# Loading the data

In [None]:
import matplotlib.pyplot as plt
import numpy as np
import pandas as pd
import plotly.express as px
import plotly.graph_objects as go
import plotly.offline as pyo
from plotly.subplots import make_subplots
from sklearn.ensemble import RandomForestClassifier
from sklearn.experimental import enable_iterative_imputer
from sklearn.impute import IterativeImputer
from sklearn.preprocessing import LabelEncoder


import xgboost as xgb

pyo.init_notebook_mode()

In [None]:
df = pd.read_csv('../input/credit-card-customers/BankChurners.csv')
df = df.iloc[:, :-2]
df.head()


# Basic Information

I begin by printing some basic information before doing any real analysis.

## Non nulls and types

In [None]:
df.loc[:2].info()

These columns can be split into:
- Customer Information: `CLIENTNUM`, `Customer_Age`, `Gender`, `Dependent_count`, `Education_Level`, `Marital Status`.
- Account Information: `Attrition_Flag`, `Card_Category`, `Month_on_book`, `Total_Relationship_Count`, `Credit_Limit`, `Avg_Open_To_Buy`.
- Activity Information: `Months_Inactive_12_mon`, `Contacts_Count_12_mon`, `Total_Revolving_Bal`, `Total_Amt_Chng_Q4_Q1`, `Total_Trans_Amt`, `Total_Trans_Ct`, `Total_Ct_Chng_Q4_Q1`, `Avg_Utilization_Ratio`.

I ignored the last two, as they are not meaningful to us.

## Unique Counts

In [None]:
df.nunique()

# Data Transformation

## Deleting unnecessary columns

The last two columns in the original dataset have to be deleted.

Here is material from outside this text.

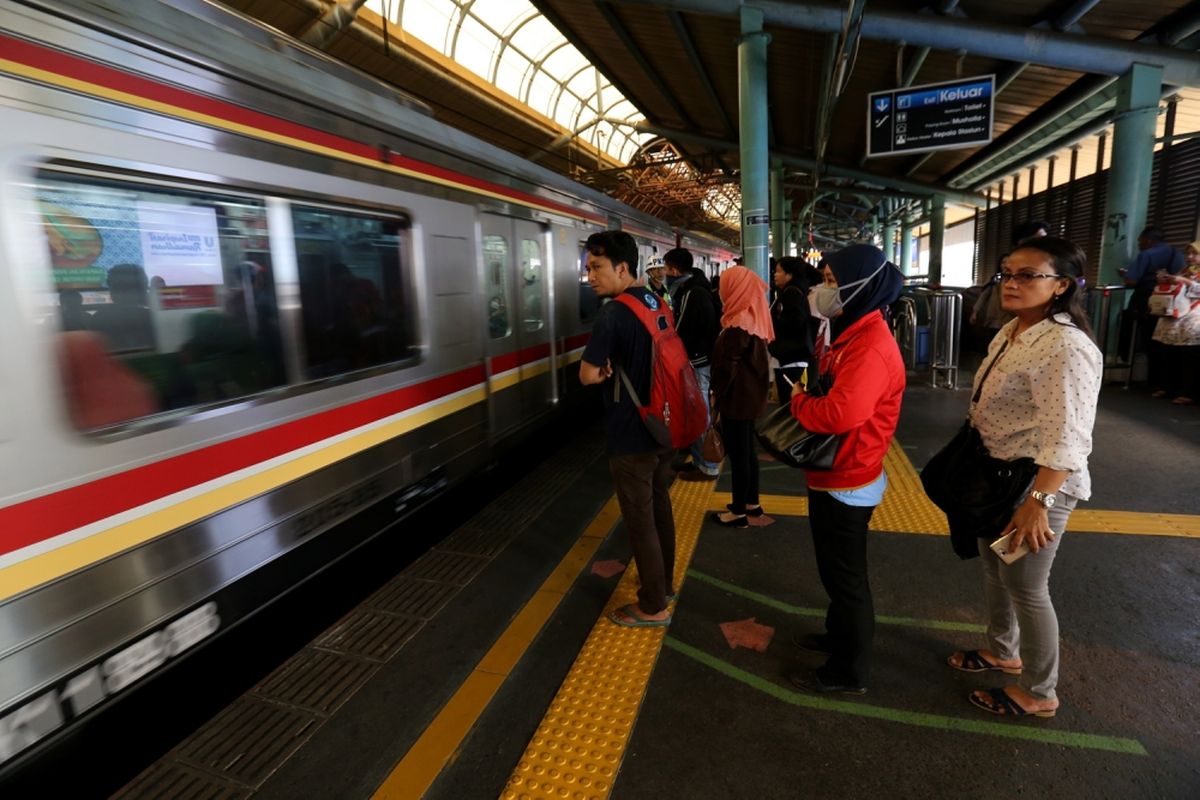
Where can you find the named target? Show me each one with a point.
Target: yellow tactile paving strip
(576, 752)
(441, 740)
(577, 749)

I've already done to get a cleaner output from the last two commands.

## Using `CLIENTNUM` as index

By looking at the number of unique values, we can see that `CLIENTNUM` doesn't contain duplicates. Moreover,
being a client identifier, it's the perfect choice as index.

In [None]:
df.set_index('CLIENTNUM', inplace=True)

## Duplicated Records

Having detected that there are no duplicated clients -- `CLIENTNUM` (which is the only column that identifies clients)
has nothing but unique values -- there's no need for us to check for duplicates.

## Missing Data Analysis

As anticipated by the output of the `info` method, none of the columns contain missing data. You can double-check
this by running:

In [None]:
df.isna().sum()

However, this is misleading. Some columns contain cells with `Unknown`. We can count the records affected by this situation
with:

In [None]:
(df == 'Unknown').sum()

This tells us that we have three columns that need some work. They are: `Education_Level`, `Marital_Status` and `Income_Category`.

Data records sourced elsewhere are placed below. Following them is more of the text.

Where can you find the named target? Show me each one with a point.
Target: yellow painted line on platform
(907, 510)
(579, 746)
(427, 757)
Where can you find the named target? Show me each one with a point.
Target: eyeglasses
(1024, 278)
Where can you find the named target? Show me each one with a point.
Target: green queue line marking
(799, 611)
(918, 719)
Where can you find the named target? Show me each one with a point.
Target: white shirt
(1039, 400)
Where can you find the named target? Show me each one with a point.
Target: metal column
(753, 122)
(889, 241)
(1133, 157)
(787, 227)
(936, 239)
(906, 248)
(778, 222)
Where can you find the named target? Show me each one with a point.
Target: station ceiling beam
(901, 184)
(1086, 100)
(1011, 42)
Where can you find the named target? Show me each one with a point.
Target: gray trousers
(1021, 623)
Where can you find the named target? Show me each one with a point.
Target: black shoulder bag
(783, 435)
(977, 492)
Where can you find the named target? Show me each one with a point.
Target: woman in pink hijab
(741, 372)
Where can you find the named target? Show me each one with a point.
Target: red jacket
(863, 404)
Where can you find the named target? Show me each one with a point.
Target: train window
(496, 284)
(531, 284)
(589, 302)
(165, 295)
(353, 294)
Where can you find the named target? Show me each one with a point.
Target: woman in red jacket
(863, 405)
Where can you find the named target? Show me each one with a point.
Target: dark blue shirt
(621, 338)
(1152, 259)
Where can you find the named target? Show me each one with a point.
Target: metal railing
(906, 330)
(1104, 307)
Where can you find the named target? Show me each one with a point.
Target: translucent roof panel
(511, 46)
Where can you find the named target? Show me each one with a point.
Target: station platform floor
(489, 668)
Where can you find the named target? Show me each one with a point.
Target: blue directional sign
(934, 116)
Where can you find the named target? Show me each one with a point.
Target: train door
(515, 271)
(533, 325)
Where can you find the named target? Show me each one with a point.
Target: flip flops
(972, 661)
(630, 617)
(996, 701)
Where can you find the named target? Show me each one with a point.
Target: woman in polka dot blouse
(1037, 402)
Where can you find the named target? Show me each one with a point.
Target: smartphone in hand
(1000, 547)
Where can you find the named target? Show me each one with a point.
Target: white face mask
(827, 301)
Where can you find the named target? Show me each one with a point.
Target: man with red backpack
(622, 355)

Rows with an `Unknown` field amount to 3046 (a third of the whole dataset), as we can see by executing the following:

In [None]:
len(df[(df == 'Unknown').any(axis=1)].index)

Given the number of records affected by this -- and the nature of the columns -- none of the more standard techniques for
dealing with missing data seem appropriate. However, we can use an `IterativeImputter` from
the `scikit-learn` library, to replace the `Unknown` values with estimates produced by a model
(a `RandomForestClassifier` in this case).

In [None]:
categorical = ['Education_Level', 'Marital_Status', 'Income_Category']

encoders = {}

for cat in categorical:
    encoder = LabelEncoder()
    encoders[cat] = encoder
    values = df[cat]
    known_values = values[values != 'Unknown']
    df[cat] = pd.Series( encoder.fit_transform(known_values), index=known_values.index)

imp_cat = IterativeImputer(estimator=RandomForestClassifier(),
                           initial_strategy='most_frequent',
                           max_iter=10, random_state=0)


df[categorical] = imp_cat.fit_transform(df[categorical])

for cat in categorical:
    df[cat] = encoders[cat].inverse_transform(df[cat].astype(int))

It's important to note that we need to keep the `LabelEncoder` instances, so we can call the `inverse_transform` on them
after imputing the `Unknown` values, converting the values from numeric back to string.

## Formatting Columns and Enforcing Types

I proceed to format columns with the appropriate types.

In [None]:
def make_categorical(data: pd.DataFrame, column: str, categories: list, ordered: bool = False):
    data[column] = pd.Categorical(df[column],
                                       categories=categories,
                                       ordered=ordered)

### Active Customer (`Attrition_Flag`)

I convert the values for `Attrition_Flag` into booleans.

In [None]:
df['Attrition_Flag'] = df['Attrition_Flag'] == 'Attrited Customer'

### Gender

It's not really necessary, but I'm making the `Gender` column categorical because why not.

In [None]:
make_categorical(df, 'Gender', ['F', 'M'])

### Education Level

I add order to the `Education_Level` column.

In [None]:
make_categorical(df, 'Education_Level', ['Uneducated', 'High School', 'Graduate', 'College', 'Post-Graduate', 'Doctorate'], True)

### Marital Status

This is another one of those columns that I don't really have to make Categorical, but I do it for the sake of expressiveness.

In [None]:
make_categorical(df, 'Marital_Status', ['Married', 'Single', 'Divorced'])

### Income Category

I add order to `Income_Category`.

In [None]:
make_categorical(df, 'Income_Category', ['Less than $40K', '$40K - $60K', '$60K - $80K', '$80K - $120K', '$120K +'], True)

### Card Category

I also add order to `Card_Category`.

In [None]:
make_categorical(df, 'Card_Category', ['Blue', 'Silver', 'Gold', 'Platinum'], True)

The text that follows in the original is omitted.